Electric costs could soar after lifting of rate caps
MARYLAND - Dramatic actions were taken in response to great public anger.
The Maryland General Assembly voted to fire all five members of the Maryland Public Service Commission recently, which regulates utilities.
And the legislators are requiring Constellation Energy to refund $528 million it collected from rate payers for power plants supposedly made uneconomical by the process to deregulate the electric industry - so-called stranded costs.
For Pennsylvania residents, the issues in Maryland could be harbingers of what might happen here.
At the heart of the problem in Maryland is public outrage over an expected 70 percent increase in electric bills on July 1 for customers of Constellation Energy's Baltimore Gas & Electric. The average household will pay $743 more per year, according to the Maryland Public Service Commission.
The legislation that was passed, however, doesn't address that looming rate increase facing consumers, Kenneth D. Schisler, Public Service Commission chairman, said recently.
"It is my hope that the members of the General Assembly and the governor will be able to focus on reaching a bipartisan solution to help Maryland consumers with this very serious problem," Schisler said.
Constellation spokesman Larry McDonnell said it is unfair to demand the company return the $528 million in payments for stranded costs. In 1999, when electric competition began with deregulation, there was a widespread belief that nuclear plants would lose value, he explained. Shareholders assumed all the risk for the plants, McDonnell said, and it is only fair they "share in the upside."
In the late 1990s, electric competition was sold to consumers in many states as a way to escape the high prices that had been caused by building nuclear power plants in the 1970s and 1980s. The idea was that people would be able to shop around for the best electric rates because a competitive marketplace would bring more companies into the mix.
Traditional electric companies were concerned about assets that would lose value in a competitive market - the stranded costs. Those companies were given a period of years to add a few cents per kilowatt-hour to customers' bills to recover those costs. In return, customers had rates capped at 1996 levels for the same period of time.
A majority of Pennsylvania's electric consumers, and all of those in the midstate, have been protected by rate caps and will continue to be protected for up to five more years. However, once the caps are lifted and the rates are set by the marketplace - but without competition - prices could soar.
Among those who are no longer protected are the 4,200 customers of Pike County Light & Power along the Delaware River, where prices jumped 73 percent on Jan. 1. Their rate cap ended earlier than most, and the Public Utility Commission is struggling to find a way to help them.
"We have time to act for most of our larger utilities, and we don't want to find ourselves in 2010 in the position that people in Baltimore and Maryland find themselves today," said state Consumer Advocate Irwin Popowsky.
He says utilities need to procure a balanced portfolio of energy suppliers. It should include some traditional power sources, some renewable sources, some long-term contracts, some short-term ones, and some incentives for people to use less electricity during peak demand.

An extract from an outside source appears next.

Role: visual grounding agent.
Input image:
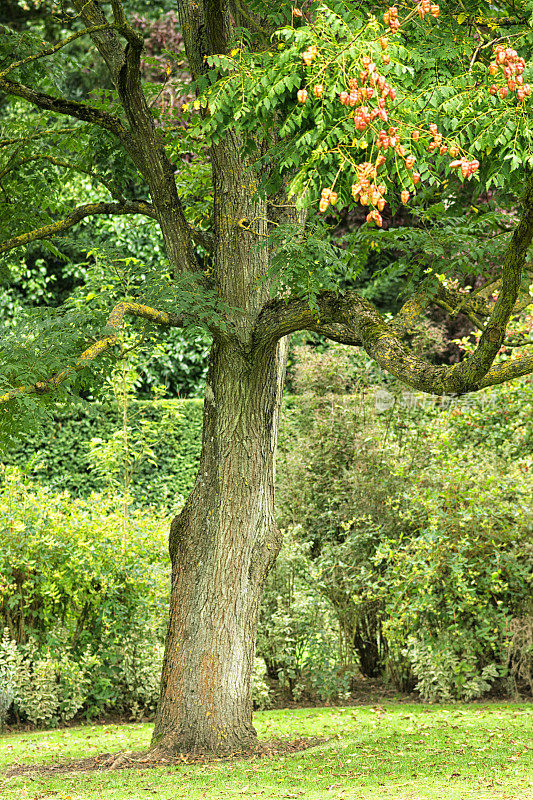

David Kleppinger, counsel to the Industrial Energy Consumers of Pennsylvania group, recently said that five years may not be long enough to craft a legislative and regulatory response that will ease the shock to consumers.
The Pennsylvania Public Utility Commission has been struggling for years to come up with rules for electric customers who choose not to buy their power from a competitive provider after rate caps expire. That appears likely to be nearly everyone, because competitive alternatives largely disappeared years ago.
In his filing in the Pike County proceeding, Kleppinger said that, if the rate caps were lifted today, electricity prices for the big factories he represents would soar between 30 and 75 percent, depending on location.
If nothing is done, he predicted factories would look at cheaper power locations, such as Quebec, Canada, which has cheap hydro-power, and West Virginia, which never deregulated.
Constellation Energy also filed comments in the Pike County case. The company said it was wrong to put the onus on the auction process used to set prices in the wholesale power market. The company divided the blame between fuel-cost increases and environmentalists.
"The increases in market prices are due to fundamental issues underlying the electric market such as significant increases in fuel costs and air quality emissions compliance, as well as certain regulatory uncertainty going forward regarding environmental compliance," the company said.